MUNGO MacCALLUM. Welcome to the hung parliament.

Oct 29, 2018

Welcome to the hung parliament. A disaster, according to our PR obsessed prime minister – instability and chaos, But for ordinary Australians it might not be so bad. 

After all, Julia Gillard’s regime managed to get quite a bit done in spite of Tony Abbott and his cohorts – including Scott Morrison. And apart from anything else, minority government provides an opportunity for some long needed parliamentary reform resisted for years by the majority governments on both sides.

One of these has already emerged. The Greens and the crossbenches are collaborating on a bill to introduce a federal anti-corruption body, modelled loosely on those which operate in most states – and which were mostly forced upon them through minority governments.

It has not always been a smooth process; in NSW alone two Liberal premiers have been brought down as a result of the ICAC and there have been numerous controversies demanding its abolition or at least emasculation. But the public seems to like the idea of Keeping the bastards honest, or at least less tainted than they might others wise become.

The federal coalition has always adamantly opposed but Labor, although never enthusiastic, has dipped a toe in the water in the past and given the numbers in both houses, may well be tempted. So our Attorney General, Christian Porter, is preparing to bow to the inevitable and is thinking about action on his own, to avoid incoming embarrassment.

It should be said immediately that there is little evidence of genuine corruption within the federal parliament. But that is not the point. As Barnaby Joyce has repeatedly demonstrated, while the laws of the land may not have been broken and the special rules designed by parliamentarians for parliamentarians can generally be interpreted to cover most behaviour, limits have been stretched to breaking point.

And of course there are probably many instances that have never been publicised.
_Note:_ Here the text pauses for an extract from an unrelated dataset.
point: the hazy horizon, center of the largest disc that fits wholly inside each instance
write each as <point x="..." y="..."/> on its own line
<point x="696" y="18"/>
A federal ICAC would at least have exposed much ethical dubiety, and that’s without its salutary effect on other institutions under federal purview. It should be a no-brainer. And finally last week, the idea may have finally come.

And if not an ICAC, why not more? The other great reform forced on state parliaments through crossbench independents is fixed four year terms of parliament. A cynical public tends to reject the idea – why give the bastards more time, we want the chance to throw them out as quickly as possible,

But there is no doubt that current system, in which governments need their first year to get established and their last to set up the next election means that in practice they spend only about a third of their time governing. With four year terms we could increase this to a half.

Of course this assumes that they will govern with some sort of diligence and coherence, and the hung parliament can help in that regard too; a government that needs every vote will be far less eager to embrace the crazy extremes which make a big majority tempting.

This can bring disadvantages as well; it will be harder to gain support for necessary but unpopular policy stances. But it will not be all bad, and in any case it is what we’ve got. Welcome to the hung parliament – let’s use it.